Saturday, February 26, 2011

UK Inflation - the Libyan threat.

Inflation in 1960s and 1970s.
inflation


It has been some forty-five years since I visited Benghazi. I was the third officer of a 16,000 ton tanker delivering aviation fuel to NATO air forces in Malta, Libya and Cyprus. The three navigating officers had agreed we would each have one port off-duty, being the junior I was allocated Benghazi. What seemed the short straw, turned out to be a delight. An early morning swim in the crystal clear, warm Mediterranean waters, a bit of sightseeing, gin and tonic followed by fine wine and a superb evening meal topped by an introduction to my first experience of the real art of arabian belly dancing, under scented blossoms and star-filled skies, still remain clear in my mind. I have since then always taken particular note of events in that country.

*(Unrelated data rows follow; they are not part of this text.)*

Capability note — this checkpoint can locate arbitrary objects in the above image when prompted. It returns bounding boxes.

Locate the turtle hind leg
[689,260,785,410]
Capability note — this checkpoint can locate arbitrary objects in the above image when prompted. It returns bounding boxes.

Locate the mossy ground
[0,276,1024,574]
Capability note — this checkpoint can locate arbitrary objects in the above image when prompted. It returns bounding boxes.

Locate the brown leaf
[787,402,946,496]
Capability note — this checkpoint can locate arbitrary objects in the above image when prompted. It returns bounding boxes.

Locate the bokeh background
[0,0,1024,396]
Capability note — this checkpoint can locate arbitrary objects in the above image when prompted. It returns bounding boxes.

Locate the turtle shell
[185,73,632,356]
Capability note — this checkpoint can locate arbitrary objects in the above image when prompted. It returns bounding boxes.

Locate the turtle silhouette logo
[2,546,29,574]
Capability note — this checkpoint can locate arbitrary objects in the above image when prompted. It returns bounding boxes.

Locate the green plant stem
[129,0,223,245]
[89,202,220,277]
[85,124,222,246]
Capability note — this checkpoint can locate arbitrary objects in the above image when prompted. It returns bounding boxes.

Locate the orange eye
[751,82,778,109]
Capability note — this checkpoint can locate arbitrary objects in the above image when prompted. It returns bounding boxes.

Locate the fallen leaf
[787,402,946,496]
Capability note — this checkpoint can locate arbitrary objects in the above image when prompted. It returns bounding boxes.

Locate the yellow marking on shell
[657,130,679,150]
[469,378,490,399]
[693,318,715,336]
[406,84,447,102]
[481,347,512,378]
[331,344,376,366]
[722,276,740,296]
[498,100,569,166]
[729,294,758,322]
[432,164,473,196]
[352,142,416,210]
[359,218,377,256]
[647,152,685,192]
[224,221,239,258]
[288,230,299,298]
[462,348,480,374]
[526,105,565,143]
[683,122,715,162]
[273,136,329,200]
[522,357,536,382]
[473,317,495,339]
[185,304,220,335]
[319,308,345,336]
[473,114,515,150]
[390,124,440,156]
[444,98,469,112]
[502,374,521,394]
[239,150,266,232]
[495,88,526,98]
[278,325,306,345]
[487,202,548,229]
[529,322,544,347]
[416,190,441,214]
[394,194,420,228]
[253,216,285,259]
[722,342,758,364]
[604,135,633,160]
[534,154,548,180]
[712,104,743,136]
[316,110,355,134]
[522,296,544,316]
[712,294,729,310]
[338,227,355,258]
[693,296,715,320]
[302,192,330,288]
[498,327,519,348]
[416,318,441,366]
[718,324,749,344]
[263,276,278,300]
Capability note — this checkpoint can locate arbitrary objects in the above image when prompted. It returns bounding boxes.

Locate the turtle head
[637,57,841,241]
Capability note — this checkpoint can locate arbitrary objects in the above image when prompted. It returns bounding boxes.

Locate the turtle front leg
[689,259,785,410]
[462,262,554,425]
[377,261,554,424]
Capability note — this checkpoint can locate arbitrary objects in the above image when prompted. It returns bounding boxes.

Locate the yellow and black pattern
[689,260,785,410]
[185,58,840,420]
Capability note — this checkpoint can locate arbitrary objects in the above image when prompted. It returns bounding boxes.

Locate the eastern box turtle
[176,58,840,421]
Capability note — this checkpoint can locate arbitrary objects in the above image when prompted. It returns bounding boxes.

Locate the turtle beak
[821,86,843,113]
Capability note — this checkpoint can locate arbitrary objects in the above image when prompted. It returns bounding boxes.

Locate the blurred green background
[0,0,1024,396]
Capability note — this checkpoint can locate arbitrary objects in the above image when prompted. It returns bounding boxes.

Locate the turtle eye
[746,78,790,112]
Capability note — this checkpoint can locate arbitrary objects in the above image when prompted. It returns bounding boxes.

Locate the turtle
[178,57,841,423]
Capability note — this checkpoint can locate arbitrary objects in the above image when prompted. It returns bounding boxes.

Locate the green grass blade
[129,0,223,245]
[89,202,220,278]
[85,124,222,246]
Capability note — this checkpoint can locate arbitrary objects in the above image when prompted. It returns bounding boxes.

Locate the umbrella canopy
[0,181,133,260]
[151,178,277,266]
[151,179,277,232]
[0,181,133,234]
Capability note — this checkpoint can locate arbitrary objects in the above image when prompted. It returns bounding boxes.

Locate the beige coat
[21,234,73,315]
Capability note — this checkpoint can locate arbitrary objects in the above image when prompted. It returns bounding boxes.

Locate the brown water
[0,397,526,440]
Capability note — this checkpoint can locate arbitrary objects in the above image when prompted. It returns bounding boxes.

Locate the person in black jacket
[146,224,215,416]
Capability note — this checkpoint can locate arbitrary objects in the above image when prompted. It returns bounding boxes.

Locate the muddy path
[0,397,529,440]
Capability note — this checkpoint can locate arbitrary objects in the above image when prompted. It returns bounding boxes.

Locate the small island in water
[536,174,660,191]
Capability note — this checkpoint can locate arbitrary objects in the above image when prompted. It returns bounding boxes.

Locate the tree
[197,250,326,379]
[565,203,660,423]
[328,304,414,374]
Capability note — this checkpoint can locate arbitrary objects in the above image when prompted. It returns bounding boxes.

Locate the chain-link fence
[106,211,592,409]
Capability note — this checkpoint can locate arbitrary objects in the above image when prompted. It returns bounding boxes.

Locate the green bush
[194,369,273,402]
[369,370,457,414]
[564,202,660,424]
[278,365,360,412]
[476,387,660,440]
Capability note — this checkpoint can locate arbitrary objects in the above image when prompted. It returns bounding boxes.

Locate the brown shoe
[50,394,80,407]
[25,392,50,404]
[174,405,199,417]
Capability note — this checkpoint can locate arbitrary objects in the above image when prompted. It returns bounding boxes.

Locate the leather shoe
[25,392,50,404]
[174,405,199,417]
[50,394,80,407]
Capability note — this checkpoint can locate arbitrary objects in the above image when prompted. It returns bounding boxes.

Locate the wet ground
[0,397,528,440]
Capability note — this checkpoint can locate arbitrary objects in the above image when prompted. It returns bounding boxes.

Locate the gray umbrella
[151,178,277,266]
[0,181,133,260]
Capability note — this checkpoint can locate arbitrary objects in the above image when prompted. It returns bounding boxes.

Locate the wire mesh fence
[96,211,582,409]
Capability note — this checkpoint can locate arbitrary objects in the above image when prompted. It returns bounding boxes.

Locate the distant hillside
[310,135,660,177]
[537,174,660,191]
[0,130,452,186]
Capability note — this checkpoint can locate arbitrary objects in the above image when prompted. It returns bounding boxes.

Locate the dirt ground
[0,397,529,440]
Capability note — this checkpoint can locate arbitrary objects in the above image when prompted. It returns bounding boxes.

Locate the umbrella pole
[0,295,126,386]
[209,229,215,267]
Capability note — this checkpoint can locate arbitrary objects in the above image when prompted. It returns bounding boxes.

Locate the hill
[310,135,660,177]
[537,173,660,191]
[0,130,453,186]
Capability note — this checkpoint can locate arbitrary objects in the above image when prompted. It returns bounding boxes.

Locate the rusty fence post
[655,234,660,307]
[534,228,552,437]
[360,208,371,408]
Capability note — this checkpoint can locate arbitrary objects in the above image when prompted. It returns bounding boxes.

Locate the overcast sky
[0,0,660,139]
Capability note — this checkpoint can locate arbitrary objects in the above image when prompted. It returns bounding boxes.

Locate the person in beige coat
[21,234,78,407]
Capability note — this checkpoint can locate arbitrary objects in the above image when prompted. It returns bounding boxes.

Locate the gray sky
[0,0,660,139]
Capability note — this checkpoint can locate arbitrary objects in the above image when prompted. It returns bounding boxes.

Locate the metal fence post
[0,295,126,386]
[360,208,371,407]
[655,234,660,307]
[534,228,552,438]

I have previously described on this blog, the events which led to the surge in inflation in the 1970s and 1980s, illustrated in the graph above. These posts, which destroy the myth that prosperity has ever been due to the EU or its forerunners, may be read from here for the post of November 2007, titled "Welcome to the world of $100 Oil and 'EU' be warned!" The second, more recently, in October 2010, is linked here, also discussed Sovereign Default and Ireland and concluded as follows:

Although tanker charters were not handled on the Baltic Exchange, the renowned philosophy belonging to that institution "my word is my bond" held true, and Charter Parties once agreed could up to that point never be renegotiated. As oil prices began to rise, in contradiction of normal market rules, because it was becoming increasingly difficult to find a home for the annual six per cent oil production increases, the safety net offered to Occidental was no longer needed and Oxy had no need for or proper employment for the chartered tonnage. The company's founder Armand Hammer (Arm and Hammer?) determined that the charters would be re-negotiated and that was effected.

Concurrently fixed price oil contracts could no longer be honoured at the new higher prices, sovereign oil producing states in the West who should have known better, such as the UK and Norway, enforced changes to their Oil Licence and Production Agreements to capitalize on the higher price, as they justified it, to share in the "windfall" profits.

Honesty in contract law became history in energy related industries (although resistance to renegotiating Charter Parties was fought for by some until the mid-nineteen-eighties) thus the seeds of the deep slump, for which Margaret Thatcher is still blamed by certain fools to this day, took root.

If Ireland proceeds to gain consent for changing the terms under which its banks foolishly borrowed money, there can be no calculating the consequences. Feeding greed never pays as can be seen, I believe, in the consequences of the events I describe above.